Recently I had the fortuitous opportunity of listening to the video songs of Charyageet conceptualized by Dr. Ramala Sarma, who teaches Philosophy at Nowgong College (Autonomous). After watching and listening to it on her YouTube channel RamalaCreates I thought I would not be serving her justice if I didn’t write a note of appreciation for her commendable work.
Dr. Ramala Sarma, in a pioneering attempt, has brought out ancient literature into focus in her work on Charyageet composed in a delightful and euphonic tone, drawing our attention to the relevance and importance of the ancient Kamrupi Buddhist monks’ contribution to the Buddhist literature.
Even though I was not familiar with this tradition until now, her work kindled my interest in Charyapada to a great extent. I began to study the Charyapada eventually. More so because of the way it was presented in such a melodious way. Had it not been presented that way, I would not have given much thought to it.
Dr. Sarma meticulously draws out some inspiration from the Charyageet-1 (Luipadanam) and Caryagit-32 (Sarahapadanam) and lays them out in an interestingly fresh exposition accentuating the Buddhist point of view with regard to the doctrine of five aggregates and the ephemerality of material things.
The Charyas are mystic and spiritually didactic songs composed in an early Apabhramsa dialect by a number of Vajrayani as well as Sahajyani Buddhist monks. The Charya songs were spontaneously composed verses that articulated the practitioner’s experience of the enlightened state. Thus these songs can be said to be an artistic description of the practice of Dhamma and the literature of the Vajrayani Sahajiya monks.
The Buddhist view of non-substantiality of self (anatta) and five aggregates (panchkhanda) can be found in some verses of the Charyageets. One such verse goes like this: Odobhuo bhavamoha re disoi por opyona// e jogo jolovimbokare sahaje sun opona (Carya-39), meaning the craving for the material world is peculiar; it creates a difference between self and other. But this world is like bubbles of water, bereft of any substantial self. This can be understood by the practice of ‘sahaj’.
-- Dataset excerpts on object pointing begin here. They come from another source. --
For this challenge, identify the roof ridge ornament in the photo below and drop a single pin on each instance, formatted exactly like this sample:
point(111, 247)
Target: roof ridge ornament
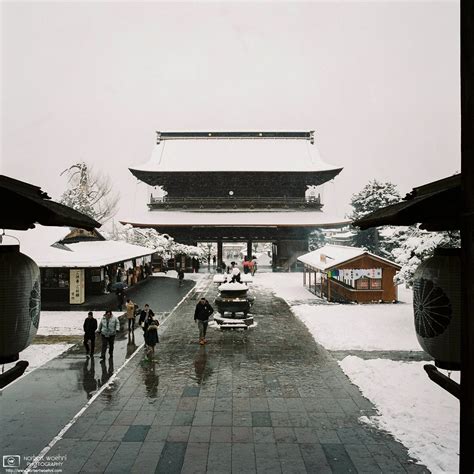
point(209, 135)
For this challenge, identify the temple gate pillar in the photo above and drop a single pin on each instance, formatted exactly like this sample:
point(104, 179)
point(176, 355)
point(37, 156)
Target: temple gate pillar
point(219, 252)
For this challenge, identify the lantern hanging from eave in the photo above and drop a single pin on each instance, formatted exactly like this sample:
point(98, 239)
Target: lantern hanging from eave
point(20, 302)
point(437, 307)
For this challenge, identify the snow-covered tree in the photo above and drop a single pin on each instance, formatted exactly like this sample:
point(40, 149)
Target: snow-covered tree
point(163, 244)
point(416, 246)
point(372, 197)
point(90, 192)
point(316, 240)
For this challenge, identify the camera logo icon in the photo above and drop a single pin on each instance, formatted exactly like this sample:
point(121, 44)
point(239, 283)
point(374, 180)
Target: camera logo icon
point(11, 460)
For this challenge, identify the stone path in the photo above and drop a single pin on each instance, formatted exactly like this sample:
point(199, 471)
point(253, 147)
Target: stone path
point(268, 400)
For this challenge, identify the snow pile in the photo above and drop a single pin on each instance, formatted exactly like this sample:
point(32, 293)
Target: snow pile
point(418, 413)
point(373, 327)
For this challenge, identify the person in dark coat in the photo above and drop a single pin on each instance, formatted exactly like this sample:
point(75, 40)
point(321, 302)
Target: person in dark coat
point(90, 327)
point(201, 316)
point(151, 337)
point(120, 292)
point(180, 276)
point(145, 316)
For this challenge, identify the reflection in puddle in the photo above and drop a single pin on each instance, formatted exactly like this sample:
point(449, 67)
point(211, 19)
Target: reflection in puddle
point(202, 368)
point(150, 378)
point(131, 346)
point(88, 378)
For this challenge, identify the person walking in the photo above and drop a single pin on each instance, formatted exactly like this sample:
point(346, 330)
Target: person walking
point(201, 316)
point(151, 337)
point(120, 293)
point(130, 307)
point(180, 277)
point(108, 328)
point(90, 327)
point(145, 316)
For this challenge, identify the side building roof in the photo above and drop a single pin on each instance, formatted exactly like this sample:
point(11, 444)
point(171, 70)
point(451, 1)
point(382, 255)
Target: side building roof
point(331, 256)
point(41, 245)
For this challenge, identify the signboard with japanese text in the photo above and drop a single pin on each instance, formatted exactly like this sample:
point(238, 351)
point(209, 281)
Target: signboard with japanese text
point(76, 287)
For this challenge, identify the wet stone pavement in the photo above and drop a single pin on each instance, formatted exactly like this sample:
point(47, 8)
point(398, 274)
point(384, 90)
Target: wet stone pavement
point(268, 400)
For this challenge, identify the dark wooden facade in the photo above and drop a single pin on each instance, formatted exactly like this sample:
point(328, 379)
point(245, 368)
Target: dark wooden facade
point(238, 191)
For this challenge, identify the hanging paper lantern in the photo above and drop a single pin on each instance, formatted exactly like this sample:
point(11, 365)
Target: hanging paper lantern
point(437, 307)
point(20, 302)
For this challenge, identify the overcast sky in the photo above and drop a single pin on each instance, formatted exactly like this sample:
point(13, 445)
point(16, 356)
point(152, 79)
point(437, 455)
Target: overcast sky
point(378, 81)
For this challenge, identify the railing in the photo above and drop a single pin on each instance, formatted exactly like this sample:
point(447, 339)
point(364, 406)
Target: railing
point(230, 202)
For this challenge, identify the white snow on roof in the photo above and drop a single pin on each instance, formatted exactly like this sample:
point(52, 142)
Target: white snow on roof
point(36, 243)
point(235, 155)
point(331, 256)
point(241, 219)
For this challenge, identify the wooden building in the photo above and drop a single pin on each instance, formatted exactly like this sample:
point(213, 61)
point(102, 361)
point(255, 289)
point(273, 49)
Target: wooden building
point(77, 264)
point(349, 274)
point(237, 187)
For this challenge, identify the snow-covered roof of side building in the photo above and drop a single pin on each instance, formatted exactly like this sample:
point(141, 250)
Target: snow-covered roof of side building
point(331, 256)
point(37, 244)
point(241, 219)
point(195, 152)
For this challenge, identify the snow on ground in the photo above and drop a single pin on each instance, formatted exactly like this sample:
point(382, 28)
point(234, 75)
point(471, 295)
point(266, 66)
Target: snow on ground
point(373, 327)
point(417, 412)
point(411, 407)
point(38, 354)
point(187, 276)
point(288, 286)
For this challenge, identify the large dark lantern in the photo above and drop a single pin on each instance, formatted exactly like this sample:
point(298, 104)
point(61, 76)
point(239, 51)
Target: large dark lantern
point(20, 302)
point(437, 307)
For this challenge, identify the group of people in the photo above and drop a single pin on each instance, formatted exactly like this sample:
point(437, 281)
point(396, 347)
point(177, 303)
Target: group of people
point(250, 265)
point(109, 326)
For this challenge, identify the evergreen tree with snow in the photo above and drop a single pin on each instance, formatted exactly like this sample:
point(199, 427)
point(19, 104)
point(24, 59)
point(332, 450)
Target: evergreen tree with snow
point(316, 240)
point(416, 246)
point(372, 197)
point(90, 192)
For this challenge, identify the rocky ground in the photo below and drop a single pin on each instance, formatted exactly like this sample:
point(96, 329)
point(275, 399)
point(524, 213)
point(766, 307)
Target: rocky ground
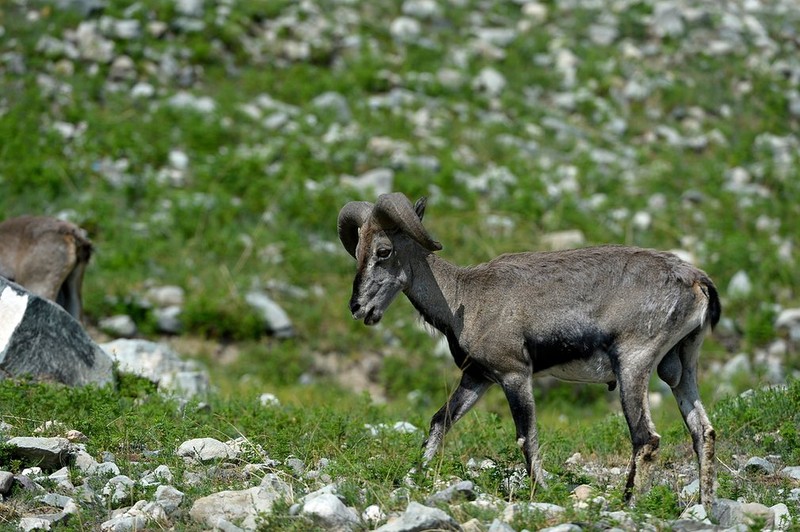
point(309, 492)
point(601, 115)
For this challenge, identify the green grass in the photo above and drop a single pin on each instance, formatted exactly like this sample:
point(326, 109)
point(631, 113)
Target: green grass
point(255, 205)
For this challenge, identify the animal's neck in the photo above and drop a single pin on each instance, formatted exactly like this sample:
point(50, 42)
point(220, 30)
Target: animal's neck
point(434, 292)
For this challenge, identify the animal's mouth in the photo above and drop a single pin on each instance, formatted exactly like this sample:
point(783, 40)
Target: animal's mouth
point(372, 317)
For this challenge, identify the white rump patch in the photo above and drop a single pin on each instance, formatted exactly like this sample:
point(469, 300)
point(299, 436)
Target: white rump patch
point(12, 309)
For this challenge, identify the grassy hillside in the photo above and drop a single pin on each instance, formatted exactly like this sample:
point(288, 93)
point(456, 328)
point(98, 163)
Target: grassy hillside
point(211, 144)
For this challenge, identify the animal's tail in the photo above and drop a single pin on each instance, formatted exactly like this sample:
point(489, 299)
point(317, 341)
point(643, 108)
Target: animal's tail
point(714, 305)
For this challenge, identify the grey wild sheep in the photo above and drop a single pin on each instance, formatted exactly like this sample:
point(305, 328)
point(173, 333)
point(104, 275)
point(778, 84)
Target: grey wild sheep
point(48, 257)
point(608, 314)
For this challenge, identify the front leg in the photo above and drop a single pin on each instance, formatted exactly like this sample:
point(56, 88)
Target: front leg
point(470, 389)
point(518, 389)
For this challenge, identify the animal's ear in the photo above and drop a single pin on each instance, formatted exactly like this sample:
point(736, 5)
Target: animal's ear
point(419, 207)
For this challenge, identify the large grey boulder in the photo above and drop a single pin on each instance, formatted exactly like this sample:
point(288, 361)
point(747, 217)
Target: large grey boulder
point(40, 339)
point(47, 453)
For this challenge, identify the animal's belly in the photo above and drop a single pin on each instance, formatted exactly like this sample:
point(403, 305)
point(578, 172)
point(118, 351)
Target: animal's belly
point(596, 368)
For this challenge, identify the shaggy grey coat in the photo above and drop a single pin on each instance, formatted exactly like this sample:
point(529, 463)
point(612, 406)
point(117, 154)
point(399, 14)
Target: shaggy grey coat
point(608, 314)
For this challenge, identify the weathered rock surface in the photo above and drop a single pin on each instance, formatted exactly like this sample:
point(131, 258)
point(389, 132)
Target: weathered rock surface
point(160, 364)
point(40, 339)
point(47, 453)
point(418, 517)
point(240, 508)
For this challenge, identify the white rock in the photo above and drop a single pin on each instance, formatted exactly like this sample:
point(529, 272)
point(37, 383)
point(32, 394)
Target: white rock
point(277, 321)
point(179, 160)
point(691, 489)
point(788, 318)
point(169, 498)
point(268, 399)
point(405, 29)
point(421, 9)
point(120, 326)
point(489, 81)
point(205, 450)
point(740, 285)
point(185, 100)
point(331, 513)
point(160, 364)
point(168, 319)
point(119, 488)
point(535, 11)
point(372, 515)
point(739, 364)
point(404, 427)
point(33, 523)
point(696, 512)
point(514, 510)
point(791, 472)
point(783, 518)
point(242, 506)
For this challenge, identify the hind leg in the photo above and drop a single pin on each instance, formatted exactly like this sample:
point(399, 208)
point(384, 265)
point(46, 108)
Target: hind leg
point(633, 388)
point(693, 412)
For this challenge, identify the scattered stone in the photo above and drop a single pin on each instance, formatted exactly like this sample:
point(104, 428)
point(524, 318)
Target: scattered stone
point(738, 365)
point(565, 527)
point(758, 465)
point(405, 29)
point(789, 319)
point(120, 326)
point(489, 81)
point(740, 285)
point(159, 364)
point(791, 472)
point(276, 320)
point(696, 512)
point(514, 510)
point(333, 104)
point(460, 491)
point(206, 450)
point(372, 515)
point(169, 498)
point(47, 453)
point(242, 507)
point(168, 319)
point(418, 517)
point(329, 512)
point(691, 489)
point(782, 518)
point(33, 523)
point(268, 399)
point(119, 489)
point(6, 481)
point(169, 295)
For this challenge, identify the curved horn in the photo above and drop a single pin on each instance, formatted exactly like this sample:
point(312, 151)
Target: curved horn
point(351, 218)
point(395, 211)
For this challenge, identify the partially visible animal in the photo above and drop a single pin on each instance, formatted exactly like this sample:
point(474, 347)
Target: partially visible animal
point(48, 257)
point(608, 314)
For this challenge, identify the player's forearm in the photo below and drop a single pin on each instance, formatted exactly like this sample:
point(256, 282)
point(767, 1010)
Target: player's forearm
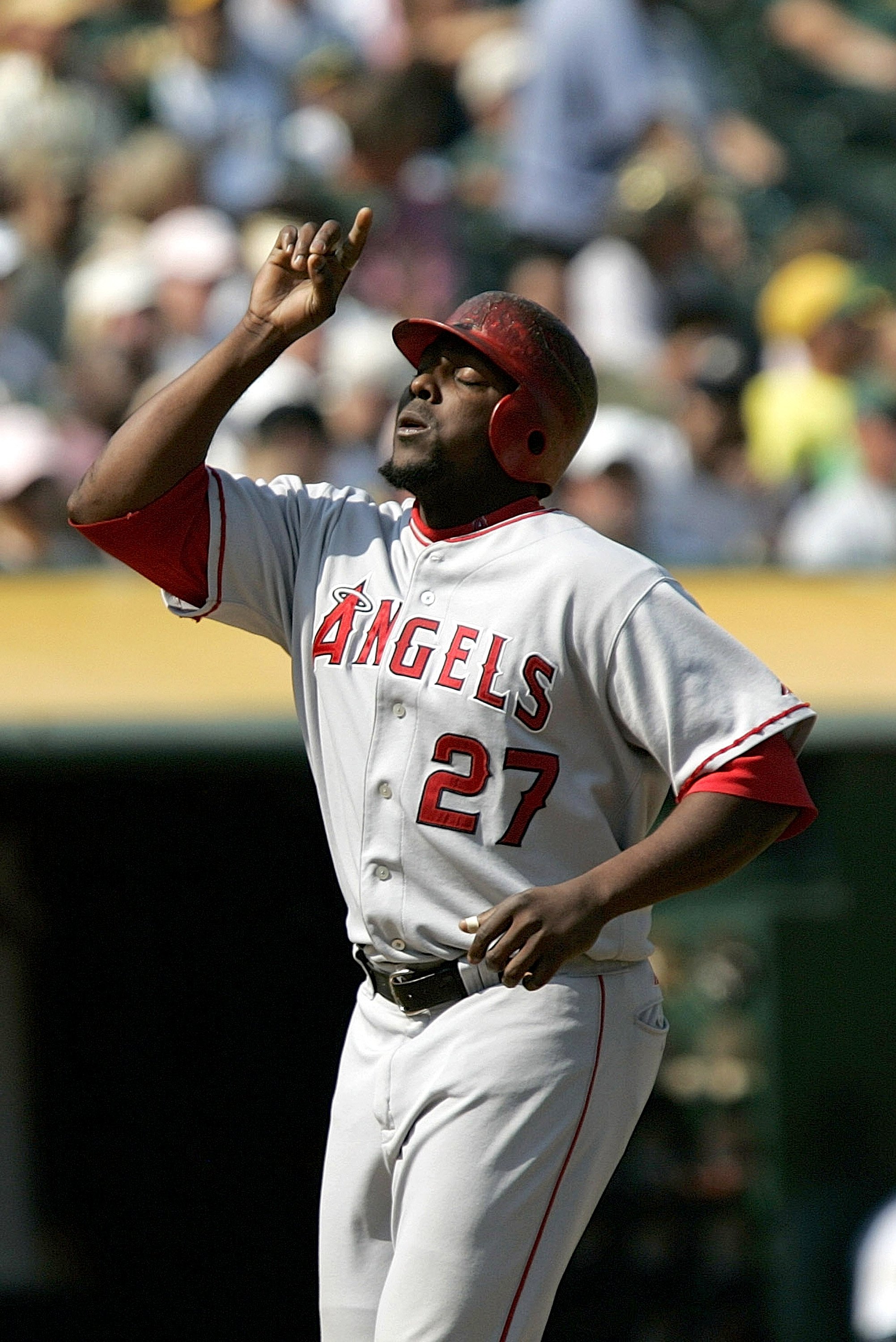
point(163, 441)
point(709, 837)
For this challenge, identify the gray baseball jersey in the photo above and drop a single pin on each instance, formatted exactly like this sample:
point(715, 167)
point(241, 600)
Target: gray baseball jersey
point(482, 712)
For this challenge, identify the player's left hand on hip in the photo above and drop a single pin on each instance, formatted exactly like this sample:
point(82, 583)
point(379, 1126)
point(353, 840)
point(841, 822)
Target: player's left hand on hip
point(529, 936)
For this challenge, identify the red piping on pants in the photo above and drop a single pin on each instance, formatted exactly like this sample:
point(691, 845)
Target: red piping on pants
point(564, 1167)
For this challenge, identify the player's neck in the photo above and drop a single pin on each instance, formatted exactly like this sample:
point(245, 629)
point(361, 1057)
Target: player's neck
point(464, 508)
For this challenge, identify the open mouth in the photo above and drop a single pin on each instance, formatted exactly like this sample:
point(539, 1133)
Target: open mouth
point(410, 425)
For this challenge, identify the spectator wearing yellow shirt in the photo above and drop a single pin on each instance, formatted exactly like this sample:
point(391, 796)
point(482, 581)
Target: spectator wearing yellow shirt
point(816, 316)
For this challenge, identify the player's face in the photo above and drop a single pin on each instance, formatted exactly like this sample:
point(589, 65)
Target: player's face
point(443, 418)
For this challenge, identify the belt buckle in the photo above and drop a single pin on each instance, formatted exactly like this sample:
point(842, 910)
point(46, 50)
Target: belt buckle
point(396, 980)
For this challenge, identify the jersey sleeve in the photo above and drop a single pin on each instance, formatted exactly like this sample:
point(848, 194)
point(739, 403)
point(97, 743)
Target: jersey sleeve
point(253, 555)
point(688, 694)
point(768, 772)
point(167, 541)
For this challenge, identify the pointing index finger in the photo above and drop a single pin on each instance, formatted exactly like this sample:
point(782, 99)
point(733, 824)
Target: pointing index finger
point(353, 246)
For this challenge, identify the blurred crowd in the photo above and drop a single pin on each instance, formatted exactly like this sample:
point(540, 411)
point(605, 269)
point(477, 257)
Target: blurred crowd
point(705, 190)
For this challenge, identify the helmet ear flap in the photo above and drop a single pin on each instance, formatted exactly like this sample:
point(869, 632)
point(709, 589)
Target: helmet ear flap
point(518, 435)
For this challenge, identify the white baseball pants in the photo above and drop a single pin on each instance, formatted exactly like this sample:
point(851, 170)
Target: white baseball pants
point(468, 1148)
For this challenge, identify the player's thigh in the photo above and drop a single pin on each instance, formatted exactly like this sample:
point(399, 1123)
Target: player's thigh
point(502, 1171)
point(356, 1196)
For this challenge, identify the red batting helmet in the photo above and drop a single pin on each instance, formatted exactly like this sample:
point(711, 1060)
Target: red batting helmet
point(537, 429)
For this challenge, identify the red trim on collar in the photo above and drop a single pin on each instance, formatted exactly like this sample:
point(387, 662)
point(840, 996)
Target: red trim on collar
point(510, 513)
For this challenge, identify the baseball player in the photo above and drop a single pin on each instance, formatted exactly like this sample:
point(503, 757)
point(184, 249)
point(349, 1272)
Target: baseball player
point(495, 701)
The opening line of the Caryagit-1 Ka aa toruboro poncho bi dala, meaning, ‘the body is like the finest tree, with five branches’ was accentuated in her video song in the form of an expression of the five aggregates of Buddhism, viz., material form, feeling, perception, mental formations, and consciousness into which the Buddha analyses the living being.
Again, the Buddhist concept of awakening is emphasized in Charyageet-32 which states that enlightenment is not to be sought outside. It is in us to explore which we need a non-judgemental insightful mind.
In the texts of these songs, we find traces of the formative stage of Bengali, Assamese, Maithili, and Oria languages.
In presenting her work, she not only highlighted the message of Charyapada but offered it in a fashion that can be embraced with relish. The presentation of the songs gives an air of tranquillity and inner calm, enhancing the message of the Charya profoundly.
I appreciate her work and hope that it can be used by those who are interested in furthering their knowledge in such areas as these as well as people like me who had no prior knowledge of similar literature.
Not only Dr. Sarma, but the excellent works of the dedication of the music composer duos, Grahadhish Sarma and Rajib Chetri must be commended, and the singer Grahadhish Sarma for providing mesmeric vocals and Gitartha Sharma for the beautiful visual effects which altogether blended everything into a coherent piece of work.
It also must be mentioned that this is not the only contribution provided by Dr. Sarma to Assamese Buddhism. Her arduous research on Buddhism in Assam as well as Northeast India has brought to light many aspects of the Buddhist philosophy and practice of this region. Her book “Buddhism in Tai Life of Assam” validates it.
It may be mentioned that she has obtained a design registration by the Patent Office, Kolkata, Government of India on September 1, 2020, for an innovative textile product that has aesthetically appealing features and can be used for many purposes, regularly and occasionally.
I wish Dr. Sarma an excellent future and hope she would continue with her good work for the benefit of all.
The author is a Buddhist futurist and meditation practitioner from Colombo, Sri Lanka.